Writing about web page http://sxtxstate.com/2010/03/12/douglas-rushkoff-program-or-be-programmed-ten-commands-for-a-digital-age/
This is a response to Douglas Rushkoff’s, Ten Commands for a Digital Age, because I think he got some of them wrong.
The original set are (and follow the link above)
1. Time. Thou shall not be always on. We are turning an asynchronous net as always on. He encouraged saying “My time is mine.”
2. Distance. Thou shalt not do from a distance what can be done in person. Using long distance in short distance situations. Don’t use distance learning in localized context.
3. Scale – the Internet is biased to scale up. Exalt the particular. Not everything scales, should scale or needs to scale.
4. Discrete – everything is a choice. You may always choose none of the above. Sites like Facebook promote forced choice, you have to choose from a set of options.
5. Complexity – the net reduces complexity. Thou shalt never be completely right.
6. Non-corporeal – out of body. Thou shalt not be anonymous. Rushkoff says “work against tendency of the net to promote anonymity.” Anonymity encourages becoming part of polarized mobs with no sense of consequence, it side steps prejudices. It is liberating to promote yourself online.
7. Contact is king (not content). Remember the humans. “Social marketing is an oxymoron.”
8. Abstraction – as above, so not below. Print abstracts text from the scribe. Hypertext takes it a step further.
9. Openness. Thou shalt not steal. When there is no social contract, openness can continue until there is no one left to give things away. Nothing is free.
10. End users – technology is biased toward consumers. Programmed or be programmed.
I think these are more productive, and more accurate:
1. Time. Thou shall not be always on. Though shall not always be off. Finding people who are never available synchronously is pretty irritating.

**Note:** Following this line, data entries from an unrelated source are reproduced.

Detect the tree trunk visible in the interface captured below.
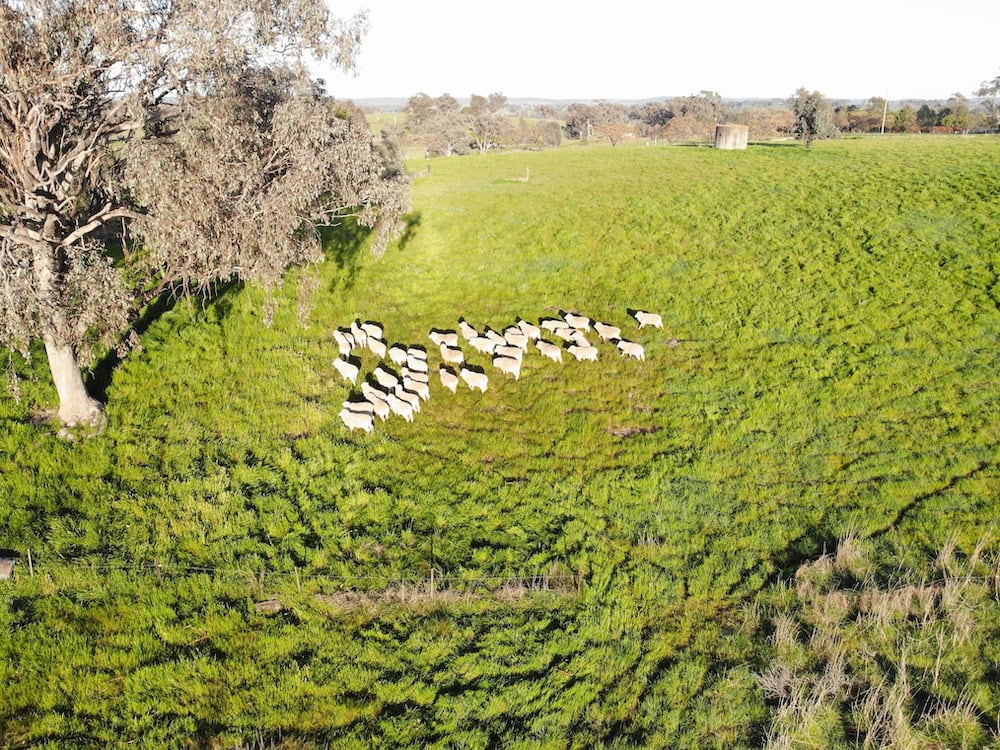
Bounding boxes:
[34,214,104,427]
[45,336,104,427]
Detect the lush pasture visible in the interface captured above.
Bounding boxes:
[0,138,1000,747]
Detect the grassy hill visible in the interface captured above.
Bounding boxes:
[0,138,1000,747]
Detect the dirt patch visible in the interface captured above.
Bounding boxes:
[608,427,660,438]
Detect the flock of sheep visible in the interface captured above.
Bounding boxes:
[333,310,663,432]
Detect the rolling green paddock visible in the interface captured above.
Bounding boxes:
[0,138,1000,748]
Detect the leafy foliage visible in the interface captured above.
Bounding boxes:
[0,137,1000,748]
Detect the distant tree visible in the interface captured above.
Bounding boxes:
[0,0,406,425]
[976,71,1000,128]
[597,122,632,147]
[467,93,507,154]
[941,93,974,132]
[404,93,471,156]
[791,88,837,148]
[892,104,920,133]
[917,104,939,133]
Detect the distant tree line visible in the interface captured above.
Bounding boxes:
[386,71,1000,156]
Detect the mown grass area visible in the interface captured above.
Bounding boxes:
[0,138,1000,747]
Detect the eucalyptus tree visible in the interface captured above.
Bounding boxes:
[0,0,408,425]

Having people who demand synchronous communication is too. People can’t stand that I have no work phone. Why should I when it means you can phone me at any time? Skype goes on when I’m ready to be called, and goes off when I’m not.
2. Distance. Thou shall not do face-to-face what you can do at a distance. Why travel to a meeting when you can videoconference? It’s a waste of time and petrol. Sometimes it’s worth it, but not every time. Get to know my avatar (he’s better looking than me anyway).
3. The long tail. Being online is about talking to the particular, not everyone. Help them find you, learn to find them.
4. Personalise. Get to use the features and tech you want, and try not to get sucked into the stuff you don’t. No I will not work on your farm.
5. Complexity. The net increases complexity. There are more opinions and more information than you know what to do with.
6. There is no rule 6.
7. Be master of your own identity. Use the privacy settings. Embrace pseudonymity, create multiple identities. Try not to mix them up.
8. Contact is king (not content). Remember the humans.
Elearning is not just dumping your lecture notes in Blackbored.
9. Openness. Thou shalt not own. Property is theft. When everything is given away there is no-one left to steal.
10. Program or be programmed. The 20th century was a battle between those who resisted technological change, and those who wanted the technological age. The neo-luddites lost. Deal with it.